Alberta Premier, Jason Kenney, made the announcement Thursday, October 3 at the Jumbo Valley Hutterite Colony near Granum, which had their turkey barn invaded with protesters about a month ago.
The legislation includes fines up to $10,000 for first offense and up to $25,000 for repeated offenses for individuals, up to $200,000 for organizations, and imprisonment for up to 6 months.
Although Kenney says he believes in freedom of speech, he was stern "anti-farming militants" have no right to enter the private premise of farms to harass producers and create a bio-hazard risk to the animals.
Alberta's Agriculture and Forestry Minister, Devin Dreeshen, says the activists at the turkey barns were boasting the invasion was just the tip of the iceberg.
"They were proud and promoting this is just the start," he said. "That they were planning on more attacks across Canada, and especially here in Alberta."
Kenney echoed Dreeshen's thoughts, and explained he was told these activists supposedly prepositioned cameras.

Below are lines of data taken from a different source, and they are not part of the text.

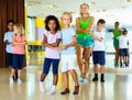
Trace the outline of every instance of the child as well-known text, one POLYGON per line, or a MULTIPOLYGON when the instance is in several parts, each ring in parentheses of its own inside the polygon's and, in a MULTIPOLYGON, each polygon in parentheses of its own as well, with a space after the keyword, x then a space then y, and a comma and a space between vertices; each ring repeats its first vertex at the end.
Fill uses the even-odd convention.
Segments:
POLYGON ((59 23, 56 16, 48 15, 45 19, 45 29, 48 31, 44 34, 43 45, 46 47, 45 49, 45 59, 44 59, 44 67, 43 73, 40 79, 40 89, 41 91, 45 92, 43 87, 43 81, 45 80, 50 67, 53 67, 53 86, 52 89, 47 92, 47 95, 55 95, 55 88, 58 80, 58 64, 59 64, 59 42, 61 42, 61 33, 59 23))
POLYGON ((94 71, 95 77, 92 81, 98 81, 98 65, 101 67, 101 82, 105 82, 105 65, 106 65, 106 53, 105 53, 105 32, 102 31, 105 27, 106 21, 100 19, 97 22, 97 29, 94 32, 94 48, 92 48, 92 59, 94 59, 94 71))
POLYGON ((64 85, 65 90, 61 92, 61 95, 69 93, 69 81, 68 81, 68 73, 70 73, 74 81, 75 81, 75 90, 73 95, 78 95, 79 92, 79 84, 76 73, 76 53, 75 53, 75 45, 76 41, 76 33, 73 27, 70 27, 72 23, 72 14, 69 12, 64 12, 62 15, 62 22, 64 24, 64 29, 62 29, 62 71, 64 76, 64 85))
MULTIPOLYGON (((89 5, 82 3, 80 5, 80 15, 76 19, 77 26, 77 62, 80 69, 80 82, 87 82, 87 74, 89 69, 89 59, 94 40, 90 36, 95 18, 89 14, 89 5), (84 58, 84 60, 82 60, 84 58)), ((90 79, 89 79, 90 80, 90 79)))
POLYGON ((120 67, 123 67, 123 64, 125 64, 125 67, 129 66, 129 38, 127 36, 128 31, 123 31, 122 35, 118 37, 119 40, 119 56, 120 56, 120 67))
POLYGON ((25 54, 25 44, 26 40, 24 36, 24 30, 21 24, 14 24, 14 35, 12 36, 13 40, 13 68, 11 70, 10 75, 10 84, 13 84, 12 77, 15 74, 15 70, 18 70, 18 85, 22 82, 21 80, 21 70, 23 66, 24 60, 24 54, 25 54))
POLYGON ((116 22, 114 23, 114 29, 113 29, 113 46, 116 49, 116 59, 114 59, 114 66, 118 66, 119 62, 119 40, 118 37, 121 35, 122 29, 119 29, 120 23, 116 22))
POLYGON ((14 35, 13 32, 13 25, 14 25, 14 21, 13 20, 9 20, 8 21, 8 32, 6 32, 4 34, 4 38, 3 42, 6 43, 6 52, 7 52, 7 65, 11 71, 12 69, 12 52, 13 52, 13 47, 12 47, 12 35, 14 35))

"Apprently they did a break and enter, it is alleged, before the actual event occurred, and they had a very detailed strategy...That's why we're frankly laying down the law now."
Options being proposed also include amending the Animal Health Act so farmers affected by bio-security breaches can recoup their costs.
Under these changes, the Government says trespassers and protesters putting biosecurity at risk can be fined up to $15,000 for first offenses, then $30,000 plus up to one year behind bars for repeat offenses.
Amending the Provincial Offense Procedures Act as proposed would also increase the maximum amount of compensation awarded by the court from $25,000 to $100,000.
In addition, they say the Government is funding 50 new Crown prosecutors to be tougher on criminal behaviour.
Livingstone-Macleod MLA, Roger Reid, was on hand for the big announcement, and says farmers are concerned they'll be the next Alberta industry under attack from activists.
"We've seen it with oil and gas over the last number of years, and now things like what happened to Jumbo Valley are revealing that our ag producers are becoming targets for activists."
Kenney says the Justice Minister's officials are in contact with their counterparts in Ontario to compare notes on developing similar legislation, adding he wouldn't be surprised to see like-minded provinces follow suit.